Predicting Long-Term Citations from Short-Term Linguistic Influence
This provides a more content-based measure of influence for researchers and bibliometricians, though it is incremental as it builds on existing citation prediction methods.
The paper tackled the problem of predicting long-term citations by quantifying linguistic influence in research papers, showing that linguistic influence estimated from the first two years after publication is correlated with and predictive of citation counts in the next three years.
A standard measure of the influence of a research paper is the number of times it is cited. However, papers may be cited for many reasons, and citation count offers limited information about the extent to which a paper affected the content of subsequent publications. We therefore propose a novel method to quantify linguistic influence in timestamped document collections. There are two main steps: first, identify lexical and semantic changes using contextual embeddings and word frequencies; second, aggregate information about these changes into per-document influence scores by estimating a high-dimensional Hawkes process with a low-rank parameter matrix.

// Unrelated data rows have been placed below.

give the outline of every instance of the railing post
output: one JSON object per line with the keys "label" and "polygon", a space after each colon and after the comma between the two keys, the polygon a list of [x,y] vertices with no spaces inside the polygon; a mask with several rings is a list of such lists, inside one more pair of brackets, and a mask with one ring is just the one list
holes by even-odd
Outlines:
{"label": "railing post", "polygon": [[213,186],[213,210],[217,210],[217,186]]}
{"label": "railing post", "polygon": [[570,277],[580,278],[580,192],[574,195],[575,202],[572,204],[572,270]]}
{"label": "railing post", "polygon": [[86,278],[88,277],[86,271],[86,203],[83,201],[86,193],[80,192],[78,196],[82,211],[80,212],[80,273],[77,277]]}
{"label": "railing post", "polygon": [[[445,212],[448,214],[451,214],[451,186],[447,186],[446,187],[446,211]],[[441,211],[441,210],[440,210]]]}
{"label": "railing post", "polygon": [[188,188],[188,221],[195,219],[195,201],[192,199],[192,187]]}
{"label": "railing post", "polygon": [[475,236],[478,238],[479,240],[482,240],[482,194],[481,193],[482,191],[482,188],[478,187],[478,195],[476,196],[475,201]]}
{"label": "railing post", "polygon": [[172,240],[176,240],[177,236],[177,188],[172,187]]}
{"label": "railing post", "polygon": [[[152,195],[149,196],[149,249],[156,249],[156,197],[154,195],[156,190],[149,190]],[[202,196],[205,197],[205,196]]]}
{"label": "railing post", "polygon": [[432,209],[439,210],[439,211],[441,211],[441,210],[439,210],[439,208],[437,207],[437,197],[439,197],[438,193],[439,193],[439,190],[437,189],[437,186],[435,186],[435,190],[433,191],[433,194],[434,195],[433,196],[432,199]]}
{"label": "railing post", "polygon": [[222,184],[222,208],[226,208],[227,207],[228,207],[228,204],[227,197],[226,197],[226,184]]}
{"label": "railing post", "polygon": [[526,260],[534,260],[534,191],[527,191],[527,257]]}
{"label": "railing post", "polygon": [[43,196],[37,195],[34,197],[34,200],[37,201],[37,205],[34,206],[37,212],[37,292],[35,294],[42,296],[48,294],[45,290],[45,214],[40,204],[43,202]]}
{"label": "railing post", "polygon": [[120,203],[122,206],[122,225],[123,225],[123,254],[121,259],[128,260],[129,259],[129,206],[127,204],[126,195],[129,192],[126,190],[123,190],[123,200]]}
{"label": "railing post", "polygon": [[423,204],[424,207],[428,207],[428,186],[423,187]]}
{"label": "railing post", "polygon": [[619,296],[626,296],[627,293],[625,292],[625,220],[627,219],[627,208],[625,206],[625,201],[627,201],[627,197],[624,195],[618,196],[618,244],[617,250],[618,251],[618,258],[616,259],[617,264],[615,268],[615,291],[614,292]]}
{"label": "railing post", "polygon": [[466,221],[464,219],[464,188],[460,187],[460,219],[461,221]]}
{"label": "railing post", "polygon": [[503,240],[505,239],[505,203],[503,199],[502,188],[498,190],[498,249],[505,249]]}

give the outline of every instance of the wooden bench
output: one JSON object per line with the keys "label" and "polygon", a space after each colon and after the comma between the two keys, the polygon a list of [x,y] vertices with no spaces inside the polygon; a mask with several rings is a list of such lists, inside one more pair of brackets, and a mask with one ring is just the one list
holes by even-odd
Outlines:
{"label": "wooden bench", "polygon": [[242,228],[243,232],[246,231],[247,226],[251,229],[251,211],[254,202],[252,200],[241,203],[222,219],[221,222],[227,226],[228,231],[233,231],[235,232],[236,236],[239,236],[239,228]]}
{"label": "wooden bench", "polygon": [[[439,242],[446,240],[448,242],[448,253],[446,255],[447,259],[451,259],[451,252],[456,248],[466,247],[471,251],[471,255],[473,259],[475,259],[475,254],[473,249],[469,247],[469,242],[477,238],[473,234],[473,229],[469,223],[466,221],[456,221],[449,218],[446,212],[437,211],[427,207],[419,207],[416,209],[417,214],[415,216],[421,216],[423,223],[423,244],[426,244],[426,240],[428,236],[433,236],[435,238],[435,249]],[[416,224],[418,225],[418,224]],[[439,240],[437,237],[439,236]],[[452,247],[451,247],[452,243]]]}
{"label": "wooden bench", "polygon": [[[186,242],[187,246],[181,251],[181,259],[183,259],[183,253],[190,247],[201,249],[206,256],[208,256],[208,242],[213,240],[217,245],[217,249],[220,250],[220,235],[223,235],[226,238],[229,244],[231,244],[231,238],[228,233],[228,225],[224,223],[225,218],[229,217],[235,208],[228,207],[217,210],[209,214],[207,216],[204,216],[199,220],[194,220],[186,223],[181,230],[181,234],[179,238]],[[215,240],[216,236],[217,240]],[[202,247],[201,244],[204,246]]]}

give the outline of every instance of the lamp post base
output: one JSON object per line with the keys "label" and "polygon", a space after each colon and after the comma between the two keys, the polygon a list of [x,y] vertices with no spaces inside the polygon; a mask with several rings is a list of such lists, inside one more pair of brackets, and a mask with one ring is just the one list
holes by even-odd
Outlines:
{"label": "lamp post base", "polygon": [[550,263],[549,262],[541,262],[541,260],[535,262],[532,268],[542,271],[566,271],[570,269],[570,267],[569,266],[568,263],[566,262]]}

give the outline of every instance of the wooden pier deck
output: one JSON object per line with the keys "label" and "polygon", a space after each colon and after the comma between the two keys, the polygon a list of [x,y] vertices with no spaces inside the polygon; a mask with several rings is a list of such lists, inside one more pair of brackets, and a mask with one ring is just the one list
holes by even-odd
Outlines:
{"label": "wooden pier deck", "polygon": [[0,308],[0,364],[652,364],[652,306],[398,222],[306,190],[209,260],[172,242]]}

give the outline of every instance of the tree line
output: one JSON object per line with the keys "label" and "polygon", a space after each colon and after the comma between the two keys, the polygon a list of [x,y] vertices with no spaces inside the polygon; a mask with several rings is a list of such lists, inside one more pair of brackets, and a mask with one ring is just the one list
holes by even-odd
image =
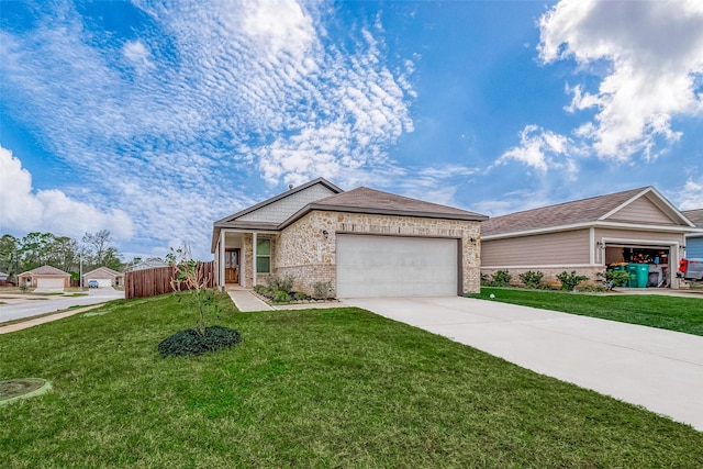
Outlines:
{"label": "tree line", "polygon": [[86,233],[81,243],[53,233],[27,233],[18,238],[4,234],[0,238],[0,271],[15,281],[16,276],[42,266],[52,266],[78,278],[82,261],[83,272],[98,267],[122,269],[122,256],[112,244],[108,230]]}

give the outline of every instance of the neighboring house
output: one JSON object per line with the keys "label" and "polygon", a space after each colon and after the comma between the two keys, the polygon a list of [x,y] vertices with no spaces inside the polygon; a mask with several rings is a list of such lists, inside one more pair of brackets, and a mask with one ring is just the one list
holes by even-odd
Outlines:
{"label": "neighboring house", "polygon": [[[684,210],[681,213],[696,227],[703,228],[703,209]],[[685,235],[685,257],[703,258],[703,233],[690,233]]]}
{"label": "neighboring house", "polygon": [[156,267],[168,267],[168,264],[159,259],[158,257],[149,257],[145,260],[140,260],[127,268],[129,271],[154,269]]}
{"label": "neighboring house", "polygon": [[70,273],[52,266],[42,266],[20,273],[18,284],[36,287],[40,290],[63,291],[70,284]]}
{"label": "neighboring house", "polygon": [[88,286],[90,280],[96,280],[99,287],[119,287],[124,284],[124,273],[108,267],[98,267],[94,270],[83,273],[83,287]]}
{"label": "neighboring house", "polygon": [[0,272],[0,287],[14,287],[14,283],[8,280],[8,277],[10,277],[8,273]]}
{"label": "neighboring house", "polygon": [[291,275],[297,291],[330,282],[338,298],[477,292],[486,219],[319,178],[216,221],[215,281],[252,288]]}
{"label": "neighboring house", "polygon": [[696,231],[655,188],[632,189],[481,223],[481,272],[509,270],[518,282],[539,270],[558,283],[565,270],[595,281],[611,264],[649,264],[648,284],[678,288],[684,236]]}

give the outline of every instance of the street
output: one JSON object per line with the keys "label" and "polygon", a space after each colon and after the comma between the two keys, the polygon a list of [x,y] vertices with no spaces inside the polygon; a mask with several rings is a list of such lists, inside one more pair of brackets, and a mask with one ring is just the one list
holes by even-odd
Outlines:
{"label": "street", "polygon": [[111,287],[90,289],[86,292],[88,294],[85,297],[0,294],[3,297],[0,301],[7,303],[0,304],[0,323],[52,313],[70,306],[85,306],[124,298],[123,291]]}

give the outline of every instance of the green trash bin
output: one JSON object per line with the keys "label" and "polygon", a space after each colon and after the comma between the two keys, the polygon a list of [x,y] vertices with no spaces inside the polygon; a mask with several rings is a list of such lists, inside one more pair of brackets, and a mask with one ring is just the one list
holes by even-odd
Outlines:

We show that this measure of linguistic influence is predictive of $\textit{future}$ citations: the estimate of linguistic influence from the two years after a paper's publication is correlated with and predictive of its citation count in the following three years. This is demonstrated using an online evaluation with incremental temporal training/test splits, in comparison with a strong baseline that includes predictors for initial citation counts, topics, and lexical features.